I feel fearful when I notice myself slipping back into the headspace of the past me. While I am proud of my change, it is work to be consistent. This has been the most drastic change I’ve seen in myself in a long time.

The new me listens deeply to my intuition. I listen to everything she says and I apply her guidance to my movement. The new me has a beautiful relationship with money and finances. The new me spends and invests with confidence that all of my money will circulate it’s way back to me and/or multiply. I have ascended from a scarcity mindset and understand the natural fluctuation of cash flow. I am more generous to myself than I’ve ever been - in every way. The new me is very firm and sure, whereas before I was an indecisive person.

Another thing that has shifted in me is listening closer to my body. Doing a lot of research on the body and its functions. I’ve taken detailed notes on each component of my ‘moon time’ and the way that I’m affected with each phase. I’ve gone really deep into the mind, body and spirit of self. In this type of inner work and the amount of awareness it brings - I’ve unfortunately become more sensitive to everything. I have bouts where I want to be alone and wish to not be perceived at all. I find it obtuse how growth is so sacred, but has to be done simultaneously with everyday responsibilities to ensure survival. Regardless of where you are mentally, you still have to go out and commit to your day. So we are all naked mirrors moving through the course of life.

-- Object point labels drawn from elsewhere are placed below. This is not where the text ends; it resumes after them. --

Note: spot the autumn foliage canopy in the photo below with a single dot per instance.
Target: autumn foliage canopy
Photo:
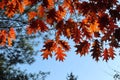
(91, 24)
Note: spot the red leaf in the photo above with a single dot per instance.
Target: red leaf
(106, 54)
(111, 53)
(83, 48)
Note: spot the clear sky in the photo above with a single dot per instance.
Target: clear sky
(84, 67)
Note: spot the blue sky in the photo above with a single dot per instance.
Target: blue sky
(84, 67)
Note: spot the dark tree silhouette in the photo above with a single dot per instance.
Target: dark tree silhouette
(91, 24)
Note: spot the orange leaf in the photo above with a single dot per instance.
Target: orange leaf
(12, 33)
(31, 15)
(111, 53)
(9, 41)
(20, 7)
(40, 11)
(3, 35)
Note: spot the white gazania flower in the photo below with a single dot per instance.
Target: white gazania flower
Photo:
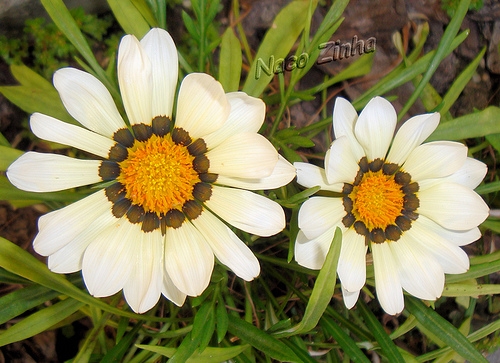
(411, 204)
(171, 186)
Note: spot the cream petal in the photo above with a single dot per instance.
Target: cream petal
(88, 101)
(62, 226)
(243, 155)
(319, 214)
(227, 247)
(51, 129)
(202, 106)
(282, 174)
(352, 261)
(161, 50)
(387, 282)
(421, 275)
(428, 236)
(350, 298)
(309, 176)
(435, 160)
(341, 165)
(311, 253)
(411, 134)
(250, 212)
(453, 206)
(37, 172)
(375, 127)
(171, 292)
(135, 78)
(142, 290)
(247, 115)
(189, 260)
(107, 260)
(344, 118)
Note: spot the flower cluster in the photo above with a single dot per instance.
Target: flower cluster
(170, 185)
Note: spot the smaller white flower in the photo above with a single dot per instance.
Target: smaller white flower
(411, 204)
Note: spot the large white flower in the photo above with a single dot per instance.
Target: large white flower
(170, 184)
(411, 204)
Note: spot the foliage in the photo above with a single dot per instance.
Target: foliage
(290, 313)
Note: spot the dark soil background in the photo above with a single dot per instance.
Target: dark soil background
(362, 18)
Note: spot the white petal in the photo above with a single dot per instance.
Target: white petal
(171, 292)
(341, 165)
(421, 275)
(319, 214)
(350, 298)
(428, 236)
(135, 80)
(375, 127)
(344, 118)
(142, 290)
(453, 206)
(243, 155)
(250, 212)
(107, 260)
(282, 174)
(202, 105)
(387, 282)
(227, 247)
(88, 101)
(309, 176)
(311, 253)
(352, 261)
(37, 172)
(247, 115)
(435, 160)
(189, 260)
(411, 134)
(60, 227)
(161, 50)
(51, 129)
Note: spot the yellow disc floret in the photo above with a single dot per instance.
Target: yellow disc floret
(158, 174)
(377, 200)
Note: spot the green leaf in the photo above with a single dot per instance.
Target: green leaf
(390, 350)
(477, 124)
(209, 355)
(323, 289)
(230, 61)
(130, 18)
(261, 340)
(61, 16)
(442, 328)
(348, 345)
(276, 44)
(40, 321)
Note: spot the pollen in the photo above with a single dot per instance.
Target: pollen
(377, 200)
(158, 174)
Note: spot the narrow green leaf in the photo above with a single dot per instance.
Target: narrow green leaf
(390, 350)
(129, 17)
(348, 345)
(22, 300)
(477, 124)
(230, 61)
(65, 22)
(443, 329)
(40, 321)
(323, 289)
(276, 45)
(261, 340)
(209, 355)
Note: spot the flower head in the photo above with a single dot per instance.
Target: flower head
(410, 203)
(170, 183)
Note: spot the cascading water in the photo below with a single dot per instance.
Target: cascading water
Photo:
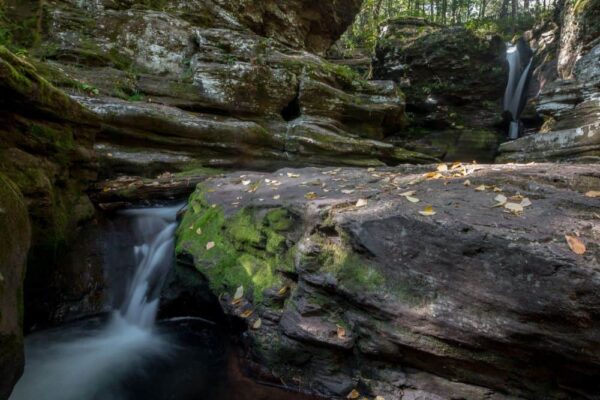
(519, 59)
(84, 362)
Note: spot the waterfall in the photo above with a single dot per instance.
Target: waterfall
(155, 231)
(519, 58)
(85, 362)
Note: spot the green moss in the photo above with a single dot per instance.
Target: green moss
(247, 250)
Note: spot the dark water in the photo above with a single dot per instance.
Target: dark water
(100, 358)
(126, 354)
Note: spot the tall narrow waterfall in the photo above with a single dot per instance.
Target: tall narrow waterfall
(519, 59)
(86, 362)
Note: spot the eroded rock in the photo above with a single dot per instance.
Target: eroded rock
(373, 295)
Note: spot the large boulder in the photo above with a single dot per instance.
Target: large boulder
(453, 80)
(191, 77)
(15, 235)
(345, 283)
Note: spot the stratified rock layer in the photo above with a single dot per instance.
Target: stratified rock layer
(222, 84)
(569, 104)
(46, 143)
(15, 235)
(344, 284)
(454, 82)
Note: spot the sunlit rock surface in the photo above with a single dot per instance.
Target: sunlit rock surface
(225, 83)
(347, 285)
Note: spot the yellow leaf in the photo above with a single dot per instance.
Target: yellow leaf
(361, 203)
(514, 208)
(411, 193)
(500, 200)
(433, 175)
(427, 211)
(239, 293)
(576, 245)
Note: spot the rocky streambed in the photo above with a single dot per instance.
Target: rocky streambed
(408, 282)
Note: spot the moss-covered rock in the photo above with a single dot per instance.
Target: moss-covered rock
(15, 236)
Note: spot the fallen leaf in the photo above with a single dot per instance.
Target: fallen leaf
(283, 291)
(427, 211)
(593, 193)
(514, 208)
(500, 200)
(239, 293)
(433, 175)
(575, 244)
(361, 203)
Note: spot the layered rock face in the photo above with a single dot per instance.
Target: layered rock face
(46, 151)
(192, 83)
(569, 95)
(454, 82)
(15, 236)
(346, 281)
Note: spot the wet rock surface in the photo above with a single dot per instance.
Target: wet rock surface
(568, 83)
(344, 284)
(453, 80)
(15, 237)
(223, 84)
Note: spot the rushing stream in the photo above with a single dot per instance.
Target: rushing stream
(127, 355)
(519, 57)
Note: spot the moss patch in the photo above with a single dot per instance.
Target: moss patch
(249, 246)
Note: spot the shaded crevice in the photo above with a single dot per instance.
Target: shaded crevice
(293, 110)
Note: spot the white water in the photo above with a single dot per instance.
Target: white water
(84, 364)
(515, 88)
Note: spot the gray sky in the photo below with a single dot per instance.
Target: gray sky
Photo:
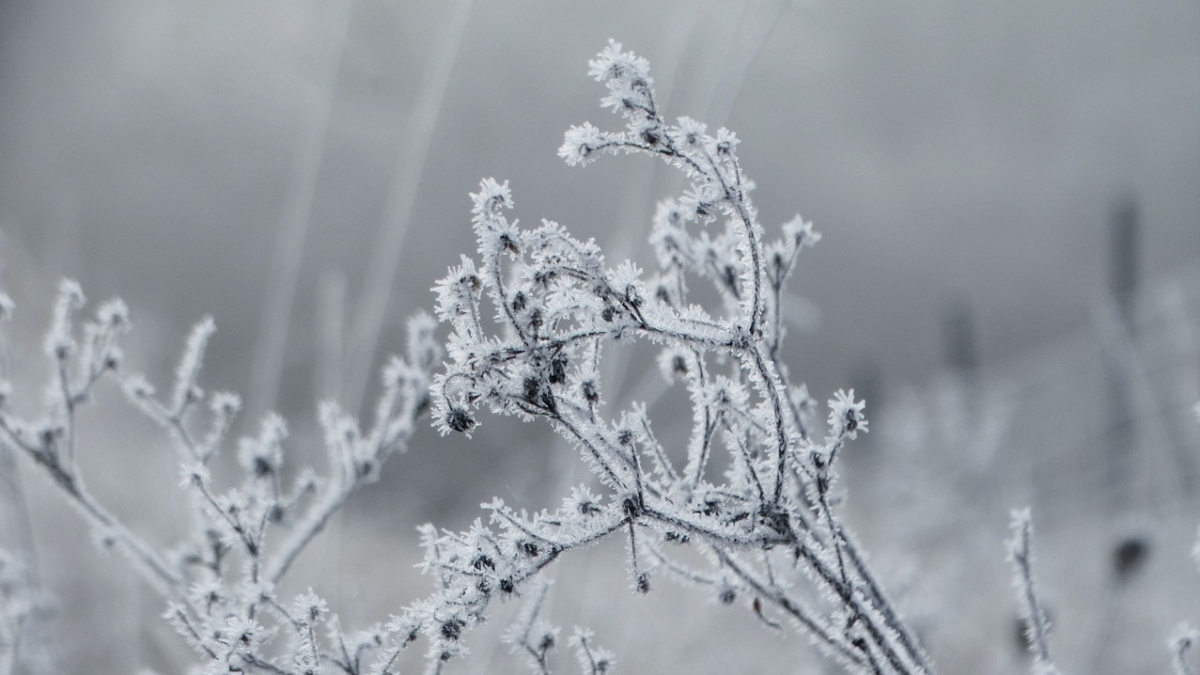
(949, 151)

What catapults me into these major changes is looking at life on a grand scale. Once I start to process how short life is, and how we really only have one - I realize how important it is to be free. Free to feel, free to love and free to experience life in its fullness. As a parent, I also contemplate how I want life to FEEL - like really feel each day. How much love and accountability and organization is necessary for my child to have a good life. What isn’t enough? What is too much?

A new thing that’s in the forefront of my mind is - love. Acting out of love, and responding out of love. I want to be someone who is seen as loving and kind. Even in situations that are ugly or unideal, I still want to be graceful and cemented in my energy. So when I have a trying day with my son, I want to respond to him in a loving, but constructive way. When I am frustrated driving home in traffic, I try to honk less and not become emotionally consumed by not having control of the way other cars are driving. When I’m teaching my students and they have unruly moments, I try to respond in a way that displays devotion instead of frustration. All people deserve love and to be love - you can’t pick and choose when to embody it. I think this type of mentality will enhance my life and mitigate things like stress and resentment.

These are the thoughts on my mind lately. Even with all this said, I know that at the same time - none of it matters and that everything is everything. There’s space for it all.

Above in the picture are these handmade reflection questions I made for my friend Ashley. Her and her husband just got married and I sent about 40 cards to them as a gift. I love making things like this and creating opportunities for people to contemplate. Love is so beautiful and just like our shifts in life - we have to make time and space for this sacred deliberation.